I spoke to Miriam de Grazia on the telephone. She told me that Iano and two other boys of thirteen had gotten into trouble with the police by breaking into a house which the boys called "abandoned" but which the police say, with reason, was obviously in fine shape and being repaired. Joe is afflicted with asthma again. He suffers badly. I said I believed it to be a sign of deep repressed rebellion, after being dutiful for so many years and still not acting out his hostilities towards his parents. Sebastian gets furious when I suggest this, so mad is he at psychoanalysts -- even without personal reason.
6 AM
Not much sleep -- too much to eat and drink -- both of liquor and coffee.
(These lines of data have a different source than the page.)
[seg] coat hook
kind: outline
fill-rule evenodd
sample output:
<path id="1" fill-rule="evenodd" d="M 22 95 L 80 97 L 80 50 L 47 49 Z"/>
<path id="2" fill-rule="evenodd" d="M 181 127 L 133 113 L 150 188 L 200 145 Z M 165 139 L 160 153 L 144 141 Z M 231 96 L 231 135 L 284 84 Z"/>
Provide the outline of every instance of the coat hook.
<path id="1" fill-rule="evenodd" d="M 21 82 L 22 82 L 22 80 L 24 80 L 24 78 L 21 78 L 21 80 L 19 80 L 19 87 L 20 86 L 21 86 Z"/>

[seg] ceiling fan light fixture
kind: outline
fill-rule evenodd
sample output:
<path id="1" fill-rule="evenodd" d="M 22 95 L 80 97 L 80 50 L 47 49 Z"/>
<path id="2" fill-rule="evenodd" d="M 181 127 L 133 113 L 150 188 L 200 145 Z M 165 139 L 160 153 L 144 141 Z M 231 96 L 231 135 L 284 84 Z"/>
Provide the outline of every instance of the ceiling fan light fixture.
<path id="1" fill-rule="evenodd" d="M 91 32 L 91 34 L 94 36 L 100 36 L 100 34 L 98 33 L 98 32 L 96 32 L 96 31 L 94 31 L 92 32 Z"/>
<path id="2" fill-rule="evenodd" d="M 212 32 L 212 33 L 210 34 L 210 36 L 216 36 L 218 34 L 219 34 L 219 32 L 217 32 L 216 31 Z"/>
Much cheering and honoring of Robert Frost yesterday on his 88th birthday. By all means honor the old. But he is not a great poet. With all the frosty New England air on his lines, they are bland and weak. All the sheep are clustered around him lately, since President Kennedy took him up some time ago and called him great. Frost is another C. P. Snow, a creature of the fashionable crowd's psychology, picked up and shaped on the tide, soon to recede and throw up some new forms.
Colonel Little and General Yarborough spoke of the need for our guerillas to learn to communicate culturally and verbally with the peoples they are working with. General Volckmann, who commanded the Filipino insurgents against Japan said the same. Little declared, from his Laotian experience, that extensive linguistic training was too costly and still did not give the expected entrée. I think we should give up the notion of language training for the common soldier beyond a few words. We should devise a universal basic communication system, based on gestures, sounds, and drawings. This could be tested in a number of cultures, and then standardized and taught.
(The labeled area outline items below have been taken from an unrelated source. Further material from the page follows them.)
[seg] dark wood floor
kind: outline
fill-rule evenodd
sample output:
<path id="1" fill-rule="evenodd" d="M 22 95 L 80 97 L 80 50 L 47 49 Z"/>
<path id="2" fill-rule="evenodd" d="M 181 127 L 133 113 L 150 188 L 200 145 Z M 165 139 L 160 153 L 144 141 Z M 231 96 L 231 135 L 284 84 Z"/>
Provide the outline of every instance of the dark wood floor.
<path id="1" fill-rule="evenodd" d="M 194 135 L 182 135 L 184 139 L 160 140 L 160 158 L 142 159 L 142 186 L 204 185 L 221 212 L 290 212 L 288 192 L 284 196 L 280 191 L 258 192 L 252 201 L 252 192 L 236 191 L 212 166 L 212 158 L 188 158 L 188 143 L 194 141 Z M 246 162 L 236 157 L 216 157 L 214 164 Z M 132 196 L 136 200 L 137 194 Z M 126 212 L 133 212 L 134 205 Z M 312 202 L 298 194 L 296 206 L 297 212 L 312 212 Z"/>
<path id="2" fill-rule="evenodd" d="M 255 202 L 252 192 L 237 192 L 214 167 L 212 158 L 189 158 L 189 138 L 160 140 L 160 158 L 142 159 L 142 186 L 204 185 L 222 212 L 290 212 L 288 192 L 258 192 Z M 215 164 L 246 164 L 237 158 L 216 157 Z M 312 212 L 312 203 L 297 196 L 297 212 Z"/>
Say something to somebody only when you know he's listening. Otherwise you must be prepared to force him to listen -- by dominance, loudness, exotic expression of face, gesture, or speech.
Four officers who sit in a hole in Montana must agree to press a button to launch a nuclear missile towards Russia. People shudder that so much depends upon this setting -- I only wish that all the important decisions of political life were so considered and guarded.